Sycuan Holds Hotel Grand Opening

The newly branded Sycuan Casino Resort held a ribbon-cutting last week. The expanded property includes a 12-story hotel, a lazy river pool feature, and many new upscale restaurants. It also has 2,800 slots and 54 table games. Tribal Chairman Cody Martinez (l.) said the tribe has added 900 full-time jobs with the expansion.

Sycuan Holds Hotel Grand Opening

The Sycuan Band of Kumeyaay Indians held a grand opening last week for its renamed Sycuan Casino Resort, so-called because it now includes a 12-story $260 million 302 room hotel.

The expansion also includes a lazy river pool feature, a top-of-the line steakhouse along with other eateries, including Hodad’s, Phil’s BBQ and Lucha Libre. Also added was a 1,200 seat entertainment venue and 60,000 square feet of additional gaming floor. This gives it room for 2,800 slots and 54 tables.

It also created jobs for 850 new employees.

The VIP list at the ribbon-cutting included San Diego Mayor Kevin Faulconer and Sycuan tribal leaders and casino executives.

Tribal Chairman Cody Martinez declared, “Just two years ago, we broke ground and we committed to becoming the premiere gaming destination in San Diego County and today, we delivered on that promise.”

The Sycuan Band, which opened the first tribal bingo parlor in 1983, becomes the last gaming tribe in Southern California to open a Las Vegas style resort.

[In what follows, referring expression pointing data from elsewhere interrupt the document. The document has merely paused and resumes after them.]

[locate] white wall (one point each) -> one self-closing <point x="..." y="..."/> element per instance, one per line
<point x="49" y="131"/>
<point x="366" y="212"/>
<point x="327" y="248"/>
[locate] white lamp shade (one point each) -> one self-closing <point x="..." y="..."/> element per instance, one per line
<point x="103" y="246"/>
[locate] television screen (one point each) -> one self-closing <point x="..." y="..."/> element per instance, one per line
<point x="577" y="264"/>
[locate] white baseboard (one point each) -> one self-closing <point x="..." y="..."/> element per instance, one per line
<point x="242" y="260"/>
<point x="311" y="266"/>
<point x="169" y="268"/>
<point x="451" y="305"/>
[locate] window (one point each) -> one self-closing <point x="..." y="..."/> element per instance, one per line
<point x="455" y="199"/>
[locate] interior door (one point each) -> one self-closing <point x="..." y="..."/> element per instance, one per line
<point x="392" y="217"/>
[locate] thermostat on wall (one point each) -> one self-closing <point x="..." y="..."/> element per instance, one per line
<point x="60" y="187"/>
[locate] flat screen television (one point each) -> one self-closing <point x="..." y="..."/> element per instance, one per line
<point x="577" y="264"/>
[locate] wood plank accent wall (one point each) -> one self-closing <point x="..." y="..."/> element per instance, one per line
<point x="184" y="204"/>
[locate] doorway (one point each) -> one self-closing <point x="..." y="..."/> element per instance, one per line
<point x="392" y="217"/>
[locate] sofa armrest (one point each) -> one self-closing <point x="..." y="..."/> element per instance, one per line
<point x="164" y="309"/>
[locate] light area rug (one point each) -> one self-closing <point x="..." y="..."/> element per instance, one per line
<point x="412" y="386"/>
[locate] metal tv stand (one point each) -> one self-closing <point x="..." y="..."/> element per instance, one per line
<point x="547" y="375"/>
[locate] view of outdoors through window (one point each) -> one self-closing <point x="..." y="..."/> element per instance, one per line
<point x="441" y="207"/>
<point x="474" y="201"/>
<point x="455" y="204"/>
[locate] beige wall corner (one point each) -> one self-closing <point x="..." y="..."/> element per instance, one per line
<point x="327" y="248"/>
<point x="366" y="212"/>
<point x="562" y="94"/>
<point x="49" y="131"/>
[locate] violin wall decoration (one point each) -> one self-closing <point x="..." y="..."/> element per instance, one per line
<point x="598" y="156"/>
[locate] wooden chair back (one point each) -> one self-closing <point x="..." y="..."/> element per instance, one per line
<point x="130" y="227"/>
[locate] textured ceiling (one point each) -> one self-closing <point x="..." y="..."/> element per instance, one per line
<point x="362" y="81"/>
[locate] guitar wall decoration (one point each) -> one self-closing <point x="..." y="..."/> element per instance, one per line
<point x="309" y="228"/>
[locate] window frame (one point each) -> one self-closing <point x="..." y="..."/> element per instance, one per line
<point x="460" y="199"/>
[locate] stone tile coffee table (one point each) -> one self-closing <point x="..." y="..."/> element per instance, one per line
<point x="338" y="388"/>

It thus joins eight other Indian casinos in the region that have undergone extensive expansions.

But this expansion has had its casualties. Pala Casino Resort & Spa gave up its planned second hotel tower and booted its chief executive officer. Its new CEO Fred Buro told the San Diego Union Tribune “The casino market condition in Southern California is severely predatory and promotionally over-heated.”

Some experts call the Southern California casino market saturated but Howard Stutz executive editor of Las Vegas-based CDC Gaming Reports told the Union Tribune he disagrees. “It’s a very competitive market … that’s why you change up what you have, like with Pechanga’s expansion and with Sycuan,” he said.

Sycuan’s general manager, John Dinius, agrees with Stutz: “We’ve operated a very successful casino for years and it just felt we maximized everything we could do with this property,” he said. “In the past, we didn’t have the amenities to attract anyone not particularly interested in gaming.”

Now they will be able to attract people who want more from a night on the town than playing slots or the tables. Dinius says Sycuan’s new resort, which is 100 percent smoke free, will make it competitive with its nearest rivals, such as Barona Resort & Casino and Viejas Casino & Resort—which also completed recent expansions.

Dinius said the expanded space means that they won’t be overcrowded as they were becoming on weekends. “I’m very excited that we can accommodate more players,” he said. “From a business perspective, it’s the additional 800 slot machines we have on the floor that’s going to repay that investment. … It really opens the potential to drive an incredible amount of revenue.”

The youthful members of the tribal council drove the decision to create an integrated resort that brought on Clique Hospitality, a Las Vegas-based group that developed the steakhouse Bull & Bourbon and the luxury Elicit lounge, which are all geared towards Millennials.

According to Dinius, “It puts us on a level playing field not just in San Diego but also Las Vegas.”